Jangan mudah berkata: “InsyaAllah” jika tidak berniat melakukannya Jangan berkata “Saya dukung” tapi di belakang menjatuhkan. Wujudkan nilai komitmen dan kesetiaan, meski kadang itu pahit


4. Bergaul dengan Orang Shalih dan Jujur

المرءُ على دينِ خليلِه، فلينظرْ أحدُكم من يُخاللُ

“Seseorang akan mengikuti agama sahabatnya, maka hendaklah kalian melihat siapa yang kalian jadikan sahabat.”

(HR. Abu Dawud, Tirmidzi)


Lingkungan mempengaruhi lisan dan nurani.

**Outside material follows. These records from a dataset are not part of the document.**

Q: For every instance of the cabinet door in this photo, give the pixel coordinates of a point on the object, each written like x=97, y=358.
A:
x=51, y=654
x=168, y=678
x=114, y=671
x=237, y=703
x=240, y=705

Berteman dengan orang yang jujur, amanah, dan terbuka akan membantu kita menjaga integritas.


5. Belajar Berkata "TIDAK" dan Menjaga Hati


Kadang kita menjadi "lain di mulut lain di hati" karena tidak berani berkata jujur.


Belajar berkata "tidak", bila itu bukan dari hati kita.Belajar diam jika kata kita hanya akan jadi topeng palsu.


DOA AGAR KITA TERHINDAR DARI MUNAFIK DAN DUSTA


اللَّهُمَّ طَهِّرْ قَلْبِي مِنَ النِّفَاقِ، وَلِسَانِي مِنَ الْكَذِبِ، وَعَيْنِي مِنَ الْخِيَانَةِ، فَإِنَّكَ تَعْلَمُ خَائِنَةَ الأَعْيُنِ وَمَا تُخْفِي الصُّدُورُ

“Ya Allah, sucikanlah hatiku dari kemunafikan, lisanku dari dusta, dan mataku dari pengkhianatan. Sesungguhnya Engkau mengetahui pengkhianatan mata dan apa yang tersembunyi dalam dada.”